Chandragupta’s son Bindusara followed the footprints of his father in his political lines and conquered more territories except the kingdom of Kalinga (parts of what is modern Orissa). Historians point out that the empire Bindusara ruled over had almost the form and extent of modern India. He was succeeded by his son Ashoka, hailed till date as the most famous of all Indian emperors.
The fierce war he waged with Kalinga to annex it caused untold miseries and bloodshed and deaths and it made him sit back and think about the futility of war. After the annexation of Kalinga, in an edict on the war, Ashoka declared that 150,000 prisoners were taken and more than 100,000 men killed.

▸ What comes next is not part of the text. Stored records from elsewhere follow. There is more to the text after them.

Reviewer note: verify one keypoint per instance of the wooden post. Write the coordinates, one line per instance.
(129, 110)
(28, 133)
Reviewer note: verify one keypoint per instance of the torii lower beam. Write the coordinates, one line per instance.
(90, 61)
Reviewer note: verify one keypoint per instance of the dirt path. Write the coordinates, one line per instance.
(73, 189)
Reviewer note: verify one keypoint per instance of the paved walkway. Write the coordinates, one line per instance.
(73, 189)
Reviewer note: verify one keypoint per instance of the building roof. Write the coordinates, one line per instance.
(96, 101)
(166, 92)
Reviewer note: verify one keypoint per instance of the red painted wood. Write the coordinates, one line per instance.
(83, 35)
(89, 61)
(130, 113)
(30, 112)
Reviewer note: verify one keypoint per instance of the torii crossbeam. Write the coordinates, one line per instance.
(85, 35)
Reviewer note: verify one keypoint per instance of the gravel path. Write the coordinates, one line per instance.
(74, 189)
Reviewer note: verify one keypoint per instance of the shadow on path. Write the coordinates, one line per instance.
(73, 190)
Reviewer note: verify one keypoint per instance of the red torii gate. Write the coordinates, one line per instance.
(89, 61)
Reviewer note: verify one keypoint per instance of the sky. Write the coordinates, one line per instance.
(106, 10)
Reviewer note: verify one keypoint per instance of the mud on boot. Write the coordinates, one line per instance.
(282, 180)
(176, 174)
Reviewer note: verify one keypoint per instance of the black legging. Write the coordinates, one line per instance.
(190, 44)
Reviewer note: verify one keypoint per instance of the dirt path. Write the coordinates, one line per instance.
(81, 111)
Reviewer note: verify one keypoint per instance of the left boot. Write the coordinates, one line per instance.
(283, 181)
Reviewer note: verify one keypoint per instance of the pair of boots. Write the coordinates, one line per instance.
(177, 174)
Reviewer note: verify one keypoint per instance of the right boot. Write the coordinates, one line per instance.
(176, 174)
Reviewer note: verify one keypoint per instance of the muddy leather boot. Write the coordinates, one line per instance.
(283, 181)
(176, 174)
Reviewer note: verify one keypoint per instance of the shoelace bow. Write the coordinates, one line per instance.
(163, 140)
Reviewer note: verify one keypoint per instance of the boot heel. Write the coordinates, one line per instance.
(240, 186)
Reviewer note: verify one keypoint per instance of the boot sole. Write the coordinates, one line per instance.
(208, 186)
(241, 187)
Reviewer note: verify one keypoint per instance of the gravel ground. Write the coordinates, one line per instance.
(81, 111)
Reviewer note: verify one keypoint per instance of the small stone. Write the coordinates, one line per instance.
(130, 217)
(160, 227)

But after the war the king had a total change of mind, turned to the Buddhist teachings and became a Buddhist to become the greatest follower and propagator of the religion. He was instrumental in the spreading of Buddhism all over South Asia and South East Asia. The Mauryan Empire and its power reached its peak under Ashoka’s rule. It had become one of the largest empires in the whole of the East.
Historians point out that Ashoka’s empire extended in the West up to Arachosia (now part of Afghanistan). An edict of Ashoka was found in Lampaka (near modern Jelalabad) which confirmed that Paropamisus actually was part of the Mauryan empire.
Data found in the Kashmir chronicle Rajatarangini and in descriptions by Chinese pilgrims give us reason to believe that part of Kashmir was also incorporated into Asoka’s empire. Parts of Nepal, and Bengal were also part of his empire, as suggested by epigraphic evidence.